I tried updating from the "stable" x11-drivers/nvidia-drivers-460.91.03 to nvidia-drivers-470.57.02.  This did not help.

I see that there are other (non-Gentoo) linux users with a similar issues.

https://forum.manjaro.org/t/nvidia-460-73-01-doesnt-allow-changing-fan-speeds/64961  and

https://forums.developer.nvidia.com/t/465-24-02-no-longer-able-to-set-graphics-clock-offset-and-memory-transfer-rate-offset/175640

Any suggestions on regaining control of my Nvidia GPU fan would be greatly appreciated.Last edited by jagdpanther on Thu Aug 05, 2021 2:25 am; edited 1 time in total

----------

## Ionen

They introduced this as part of a security fix for bug #784596 and then backported the issue to every branch (i.e. even 390.xx is affected). I held back stabilizing despite that for a while because of this but after 3 months and several new versions (and also a new security bug) they still haven't done a thing about it so had to move on (that was sometime around 2 weeks ago), unsure how long we'll be stuck with this.
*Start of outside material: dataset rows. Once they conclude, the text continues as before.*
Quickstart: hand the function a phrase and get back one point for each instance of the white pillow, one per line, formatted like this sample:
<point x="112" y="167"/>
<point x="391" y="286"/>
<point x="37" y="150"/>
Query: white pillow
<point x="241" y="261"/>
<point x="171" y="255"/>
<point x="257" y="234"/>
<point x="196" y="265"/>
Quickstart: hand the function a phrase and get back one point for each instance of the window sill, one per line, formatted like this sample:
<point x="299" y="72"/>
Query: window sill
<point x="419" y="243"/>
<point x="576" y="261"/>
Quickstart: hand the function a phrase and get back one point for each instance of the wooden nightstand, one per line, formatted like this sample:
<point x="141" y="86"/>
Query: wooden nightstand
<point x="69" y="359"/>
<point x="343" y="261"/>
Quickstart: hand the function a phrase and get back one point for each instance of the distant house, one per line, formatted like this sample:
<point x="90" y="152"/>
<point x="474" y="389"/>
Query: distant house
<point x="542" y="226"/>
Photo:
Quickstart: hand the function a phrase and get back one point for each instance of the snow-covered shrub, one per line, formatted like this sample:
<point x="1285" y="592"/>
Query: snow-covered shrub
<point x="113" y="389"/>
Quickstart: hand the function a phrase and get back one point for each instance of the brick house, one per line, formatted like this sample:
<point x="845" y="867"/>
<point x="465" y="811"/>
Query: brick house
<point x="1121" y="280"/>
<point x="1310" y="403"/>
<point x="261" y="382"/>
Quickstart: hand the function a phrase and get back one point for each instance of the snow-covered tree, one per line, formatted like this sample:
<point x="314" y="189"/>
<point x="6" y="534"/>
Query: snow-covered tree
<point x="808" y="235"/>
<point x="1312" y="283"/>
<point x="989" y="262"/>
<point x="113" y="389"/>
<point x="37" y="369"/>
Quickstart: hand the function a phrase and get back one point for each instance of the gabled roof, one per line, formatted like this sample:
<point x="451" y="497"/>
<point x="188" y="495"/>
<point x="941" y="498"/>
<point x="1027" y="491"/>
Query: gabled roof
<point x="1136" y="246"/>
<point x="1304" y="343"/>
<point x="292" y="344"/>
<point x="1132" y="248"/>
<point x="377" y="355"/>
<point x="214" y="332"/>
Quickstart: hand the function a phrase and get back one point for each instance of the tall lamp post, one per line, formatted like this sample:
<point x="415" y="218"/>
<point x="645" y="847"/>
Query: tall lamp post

If you want this to work anyway, it's not great but the workaround is to emerge xorg-server with USE="suid -elogind -systemd"

Or alternatively, use a display manager that still starts Xorg as root, like sddm.

For Gentoo, this is tracked in bug #784248 (not that there's much to see there).

Edit: the ebuild also somewhat warn about it, but the message is very selective, aka only if it detects Coolbits usage and only once not to spread suid use too much (possibly to users that don't even use Coolbits, most don't). So possibly it was never displayed for you, assuming didn't just miss it alongside a large world upgrade (felt it wasn't worth a news item).

----------

## jagdpanther

Ionen:   Thank you for the informative reply.

I have used Coolbits for years (and still have it set).  I have been using a small, slightly  modified python  script that someone at Google wrote years ago to control the fan speed of  my EVGA gtx 1070.   I don't need the fan control for most things, but do like graphic intensive (steam) games on occasion and want that GPU fan control.

I don't use a display manager, just a window manager.  I log into the console and then 'exec startx' to get openbox up and running. 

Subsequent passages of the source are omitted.